Nevertheless, the insistence in reporting diffusely on
"objective" rumors and gossip instead of more objectively
significant facts, and to elaborate editorial comments on the
basis of clearly tendentious interpretations of such rumors and
gossip, provides the attentive reader with a disappointing image
of the newspaper she/he was used to consider a very good example
of journalism. The editorial of May 21 When enough is enough, is
a bitter confirmation of how judgment can be released and
propagated on the basis of a quite tendentious and prejudicial
interpretation of the alleged intention ascribed to a person,
whose image has to be damaged for political purposes.

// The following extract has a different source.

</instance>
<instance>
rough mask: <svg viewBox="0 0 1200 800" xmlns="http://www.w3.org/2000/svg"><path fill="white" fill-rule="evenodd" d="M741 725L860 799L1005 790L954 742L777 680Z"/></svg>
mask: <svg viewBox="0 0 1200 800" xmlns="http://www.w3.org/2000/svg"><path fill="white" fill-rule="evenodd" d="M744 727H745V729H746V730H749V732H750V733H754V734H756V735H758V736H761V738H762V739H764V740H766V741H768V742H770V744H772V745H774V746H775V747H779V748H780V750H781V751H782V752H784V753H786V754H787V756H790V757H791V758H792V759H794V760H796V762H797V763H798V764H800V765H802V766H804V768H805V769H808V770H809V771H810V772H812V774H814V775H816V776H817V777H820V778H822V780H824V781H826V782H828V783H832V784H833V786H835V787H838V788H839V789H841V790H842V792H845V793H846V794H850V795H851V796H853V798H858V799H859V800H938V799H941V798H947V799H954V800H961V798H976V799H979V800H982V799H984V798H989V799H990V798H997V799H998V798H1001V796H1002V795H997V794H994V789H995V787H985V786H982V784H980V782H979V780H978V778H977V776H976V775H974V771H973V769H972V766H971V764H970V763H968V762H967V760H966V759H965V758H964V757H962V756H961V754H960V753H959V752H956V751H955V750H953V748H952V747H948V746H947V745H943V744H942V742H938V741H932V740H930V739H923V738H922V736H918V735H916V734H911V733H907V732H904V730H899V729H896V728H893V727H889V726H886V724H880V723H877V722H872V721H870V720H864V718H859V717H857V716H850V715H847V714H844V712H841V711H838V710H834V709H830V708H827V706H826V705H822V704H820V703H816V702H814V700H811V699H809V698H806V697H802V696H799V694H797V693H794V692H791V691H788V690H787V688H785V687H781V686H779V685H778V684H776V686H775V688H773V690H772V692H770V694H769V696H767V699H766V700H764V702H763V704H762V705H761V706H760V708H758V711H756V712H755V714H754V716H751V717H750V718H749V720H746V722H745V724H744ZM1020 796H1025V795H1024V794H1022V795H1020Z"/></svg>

We regret this change in the habits of the Post.
So far, we have not been able to detect any objective analysis
in your newspaper concerning this matter and the tremendous
loneliness in which any honest and courageous head of government
would have found himself in fighting against the almost
invincible resistance of the past era, which is really reluctant
to pass away. The previous administrative apparatus, men, habits,
mentality, aims, are still there, to perpetuate a system created
for its primary benefit.
Apart from the members of Megawati's party, the House of
Representatives is still substantially formed by people who
served the previous regime in one way or another. If this
legislative body, instead of focusing on the promotion of new
laws and legislative measures as a priority task to recover from
the crisis, concentrates almost all of its energies on finding a
way to expunge the President from the role that the same
legislature assigned to him, the easiest interpretation for
people who know Indonesia is that the man being expunged from
such a key role cannot be digested by the system, which tries to
self-perpetuate by any means.
When one notices the new propensity to process rumors, gossip
and hypotheses, it seems surprising that the Post has made no
attempt to go behind the rather ridiculous accusation of
corruption moved against Gus Dur. The current campaign, promoted
daily by the House of Representatives against Gus Dur, looks much
more like an attempt to prepare a coup d'etat rather than the
willingness to assert democratic principles.
The only reasonable and just alternative to the grotesque
situation created by a mass of hyperactive politicians quite
unfamiliar with democracy, seems to be that the government and
the House cooperate in efforts for the good of the people.
There is little to hope for, however, for the objective of
striving for the people's good doesn't seem anywhere to be seen.